スーパーカー、スポーツカー専門ECU修理 HEART Inc.

ロータスエリーゼ(Lotus Elise)スピードメーター故障と解析 その1
のつづき。

ざっくり言うと…

  • ロータス エリーゼ/エキシージのメーターの分解修理を開始しました
  • 分解すると、中からあり得ないものが出てきた
  • イギリスのSTACK本社に問い合わせると、「一切サポートしない」と言われた(^-^;

さてさて、車体から取り外されたメーターはいよいよ分解されることになります。
んがしかし、安易にバラしていくと、中から何が飛び出すのかわかったもんじゃありません。
鬼やお化けは出ませんが、虫の死骸が出てくるなんてザラだし、びっくり箱よろしくスプリングなんて飛び出してきたら、後が困りますw

という訳で、いきなりバラさずに下調べをします。これが結構時間がかかります。
かと言って純正のサービスマニュアルやパーツリストは電子製品にはやさしくありません。
なぜなら、中身の分解方法なんて書いてないからです。
当たり前ですね、分解して欲しくないんだからw

Elise_partslist2
エリーゼのパーツリストの図

パーツリストはマイル表示か、キロメートル表示かで部品番号が違うだけで、1個の部品w
中身がちょっとでも壊れたら、捨てて全とっかえしろという証拠です。
ディーラーに修理してくれって言ったって、取り替える以外のことはしませんよ、と宣言しているようなもんです^-^;

しかし今はインターネットという強い見方があります。
「やっちゃいけないよ」ということに限ってやっている猛者が情報を発信している場合もあります。感謝!
さすが産業革命インターネッツ!!

あ、あら?
でも情報はごく限られた数。まぁ仕方ありませんね。
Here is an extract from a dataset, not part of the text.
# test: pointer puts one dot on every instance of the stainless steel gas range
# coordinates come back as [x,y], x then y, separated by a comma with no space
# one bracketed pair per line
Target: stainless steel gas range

絶対数自体が稀少車ですからね。
メゲずに調べていざ分解!

IMAG0738_3_1600
裏蓋をパカッと開けるの図…

でででで出~た~ぁぁぁ!!
裏蓋を開けると、あるべきではない物が出てきました!
ビニールに包まれたシリカゲル!吸湿材!しかしビニールで包んで何の意味があるのか!?w
エリーゼはスポーツカーですから、内装材や防音材の類は最小限なので、室内の温湿度の変化は大きいです。
メーターの風防が曇るなんて話も聞きました。
だからと言ってシリカゲルは無いでしょ~よ!

IMAG0739_2_1600
メーター基板A面側

IMAG0742_2_1600
メーター基板B面側

メゲずによく観察してみます^-^;
さすがに90年代後半ともなると、全てIC化されていますね。
一見すると電解コンデンサが極端に少ないことがわかると思います。
これでは、
電子回路の修理 = コンデンサ、抵抗、LEDなど受動素子の交換
という回路基板修理屋さんではお手上げでしょう。
回路図はおろかブロック図やレイアウト図も無いんじゃ、どうしていいかわかりません。

そこで、メーカーであるイギリスの「STACK」社に問い合わせたところ、
「ロータス純正のメーターに関しては、2015年2月を以てすべてのサポートを終了し、一切の質問に回答しない」
というケンもホロロな回答(T.T)

よしわかった!
んじゃ基板からパターン追っかけて、リバースエンジニアリング(逆解析)して回路図起こしてやる!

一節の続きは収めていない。